Di setiap pikiran orang Indonesia sejak puluhan tahun ditanamkan pandangan
bahwa Indonesia adalah negara yang kaya raya. Sumber daya alamnya
melimpah. Hal ini dijadikan salah satu
unsur kebanggaan bangsa kita. Memang memiliki sumberdaya alam yang
melimpah perlu disukuri, namun dipihak
lain hal itu juga bisa membawa permasalahan . Masalah pertama, merasa bahwa persediaan sumberdaya
alam identik dengan kekayaan. Padahal untuk mengubahnya menjadi kekayaan
sumberdaya alam ini harus diolah melalui proses yang memerlukan kecerdasan
manusia. Tanpa diintervensi kecerdasan manusia sumber daya alam tetap tidak
punya nilai atau nilainya sangat rendah, bahkan bisa menjadi beban atau sumber
malapetaka. Sejarah kita menunjukkan bahwa kepulauan Nusantara menjadi incaran
kaum penjajah karena daya tarik sumberdaya alamnya. Karena kita kalah cerdas dari kaum penjajah, kita
menjadi masyarakat jajahan selama ratusan tahun.
Masalah kedua, karena sudah
merasa kaya, lalu merasa tidak perlu kerja keras. Hidup itu bisa dinikmati
begitu saja, seperti yang dinyatakan dalam lagu Kus Plus ......’Orang bilang tanah kita tanah sorga.
Tongkat, kayu dan batu jadi tanaman. Kail dan jala cukup menghidupimu. Ikan dan
udang menghampirimu’.....Masalah ketiga, karena merasa sudah punya kekayaan
yang melimpah dari sumberdaya alam, kita lalu melupakan atau menomor duakan
pengembangan sumber kekayaaan yang potensinya jauh lebih besar dan sangat
diperlukan dalam sistem ekonomi modern sekarang ini yaitu kualitas manusia dan
kualitas masyarakat. Karakter yang kuat di samping kecerdasan adalah kekayaan
sebuah bangsa yang selalu bisa diperbaharui dan tak habis apabila dimanfaatkan.
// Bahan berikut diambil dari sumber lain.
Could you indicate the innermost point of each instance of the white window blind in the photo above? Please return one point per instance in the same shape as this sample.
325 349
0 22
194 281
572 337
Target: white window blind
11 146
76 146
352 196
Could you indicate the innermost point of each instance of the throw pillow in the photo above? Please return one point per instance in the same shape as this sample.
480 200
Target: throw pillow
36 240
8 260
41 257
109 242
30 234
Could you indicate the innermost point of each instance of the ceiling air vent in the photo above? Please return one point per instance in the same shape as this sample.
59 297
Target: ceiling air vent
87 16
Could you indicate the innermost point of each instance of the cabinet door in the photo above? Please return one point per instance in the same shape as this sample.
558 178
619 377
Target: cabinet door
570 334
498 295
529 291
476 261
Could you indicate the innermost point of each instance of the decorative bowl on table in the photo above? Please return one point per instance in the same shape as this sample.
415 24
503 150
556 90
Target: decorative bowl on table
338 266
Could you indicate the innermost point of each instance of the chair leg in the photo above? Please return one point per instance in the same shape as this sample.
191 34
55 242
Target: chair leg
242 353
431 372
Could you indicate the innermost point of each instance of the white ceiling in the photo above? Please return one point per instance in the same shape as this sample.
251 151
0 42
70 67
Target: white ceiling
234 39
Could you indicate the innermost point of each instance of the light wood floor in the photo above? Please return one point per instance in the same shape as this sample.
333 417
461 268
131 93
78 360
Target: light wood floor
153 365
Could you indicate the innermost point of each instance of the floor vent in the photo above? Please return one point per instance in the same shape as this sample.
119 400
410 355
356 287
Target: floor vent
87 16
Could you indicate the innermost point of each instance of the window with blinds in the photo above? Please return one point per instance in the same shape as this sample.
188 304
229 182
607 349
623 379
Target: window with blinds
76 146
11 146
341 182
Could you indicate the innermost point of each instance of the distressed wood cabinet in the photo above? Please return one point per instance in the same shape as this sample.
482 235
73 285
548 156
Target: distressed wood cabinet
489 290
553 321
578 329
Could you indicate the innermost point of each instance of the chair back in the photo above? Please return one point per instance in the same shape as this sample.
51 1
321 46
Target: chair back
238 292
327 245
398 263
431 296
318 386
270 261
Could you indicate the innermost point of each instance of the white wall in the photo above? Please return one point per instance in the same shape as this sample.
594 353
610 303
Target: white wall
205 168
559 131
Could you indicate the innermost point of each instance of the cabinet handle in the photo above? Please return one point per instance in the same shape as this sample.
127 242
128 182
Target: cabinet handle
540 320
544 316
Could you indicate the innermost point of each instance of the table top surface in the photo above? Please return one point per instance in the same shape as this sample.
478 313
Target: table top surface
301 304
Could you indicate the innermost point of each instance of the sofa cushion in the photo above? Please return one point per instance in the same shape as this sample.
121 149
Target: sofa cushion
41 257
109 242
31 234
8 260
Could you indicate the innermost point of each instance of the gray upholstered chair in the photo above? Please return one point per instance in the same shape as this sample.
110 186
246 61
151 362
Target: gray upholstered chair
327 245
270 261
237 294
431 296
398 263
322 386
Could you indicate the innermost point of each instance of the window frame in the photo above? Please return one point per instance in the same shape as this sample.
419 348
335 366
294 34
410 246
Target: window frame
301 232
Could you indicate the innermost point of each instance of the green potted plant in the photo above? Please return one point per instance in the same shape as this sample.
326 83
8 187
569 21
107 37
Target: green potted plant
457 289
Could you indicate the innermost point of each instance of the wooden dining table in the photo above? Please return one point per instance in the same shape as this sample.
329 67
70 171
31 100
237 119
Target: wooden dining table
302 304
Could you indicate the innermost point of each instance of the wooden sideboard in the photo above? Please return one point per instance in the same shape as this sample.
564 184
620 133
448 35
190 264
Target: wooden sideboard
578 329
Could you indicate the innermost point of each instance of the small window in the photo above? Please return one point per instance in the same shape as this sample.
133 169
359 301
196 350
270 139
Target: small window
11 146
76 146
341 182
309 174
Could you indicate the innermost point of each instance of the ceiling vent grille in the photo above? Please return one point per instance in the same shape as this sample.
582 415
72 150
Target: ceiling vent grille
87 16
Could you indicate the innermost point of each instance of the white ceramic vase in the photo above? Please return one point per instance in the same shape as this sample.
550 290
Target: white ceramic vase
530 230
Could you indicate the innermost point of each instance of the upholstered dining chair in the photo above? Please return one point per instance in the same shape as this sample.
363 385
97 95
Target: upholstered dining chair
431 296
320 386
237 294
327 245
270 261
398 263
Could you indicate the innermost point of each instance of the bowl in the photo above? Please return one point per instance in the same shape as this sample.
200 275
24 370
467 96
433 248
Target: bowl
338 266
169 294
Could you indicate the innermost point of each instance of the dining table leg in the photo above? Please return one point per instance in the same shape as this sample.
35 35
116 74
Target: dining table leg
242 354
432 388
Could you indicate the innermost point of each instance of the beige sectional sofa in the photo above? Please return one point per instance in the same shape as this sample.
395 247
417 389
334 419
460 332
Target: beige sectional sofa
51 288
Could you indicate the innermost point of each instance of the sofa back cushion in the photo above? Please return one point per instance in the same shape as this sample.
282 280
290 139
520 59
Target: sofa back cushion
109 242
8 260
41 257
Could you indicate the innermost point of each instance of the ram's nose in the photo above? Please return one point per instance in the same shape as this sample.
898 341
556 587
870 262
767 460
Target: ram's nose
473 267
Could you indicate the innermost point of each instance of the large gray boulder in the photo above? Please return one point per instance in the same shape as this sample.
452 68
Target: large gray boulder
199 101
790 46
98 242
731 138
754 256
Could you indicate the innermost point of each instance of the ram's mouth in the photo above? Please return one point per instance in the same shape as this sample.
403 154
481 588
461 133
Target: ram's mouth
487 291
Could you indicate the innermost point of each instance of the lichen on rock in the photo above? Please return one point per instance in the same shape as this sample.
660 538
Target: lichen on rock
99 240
Jadi tanpa disadari Indonesia telah menjadi korban ’resource curse’, di mana
’kekayan alam ’ telah menjadi
belenggu daripada menjadi pemicu dan pemacu dalam mencapai kemajuan yang
lebih besar.
Pembangunan ekonomi yang terlalu bertumpu pada
modal fisik.
Walaupun tidak dinyatakan secara resmi, namun secara tersirat sangat jelas
bahwa pembangunan ekonomi selama tiga dekade pada jaman pemerintahan Presiden
Suharto adalah pembangunan yang bertumpu pada modal fisik. Seolah-olah Republik
ini di masa depan akan bisa berjaya selamanya dengan mengandalkan sumber daya
alam dan hutang luar negeri. Seolah-olah minyak, batubara, tembaga, emas, hutan
akan bisa kita pakai sebagai tumpuan kesejahteraan bangsa kita untuk
selama-lamanya.
Di samping itu, ukuran keberhasilan pembangunan
yang kita banggakan pun sebagian besar lebih bersifat fisik. Inilah penyebab
utama mengapa selama periode tersebut kita mengabaikan pengembangan modal yang
bukan bersifat fisik, atau modal yang nirwujud atau modal maya, seperti tingkat
kecerdasan bangsa, pembangunan karakter bangsa, yang justru menjadi tumpuan
utama kemajuan ekonomi bangsa-bangsa lain di dunia. Kita nomor duakan atau
nomor tigakan pendidikan. Pendidikan,
dalam arti luas, yang menjadi media utama dalam meningkatkan kecerdasan bangsa,
dan penguatan karakter bangsa, tidak menjadi prioritas utama.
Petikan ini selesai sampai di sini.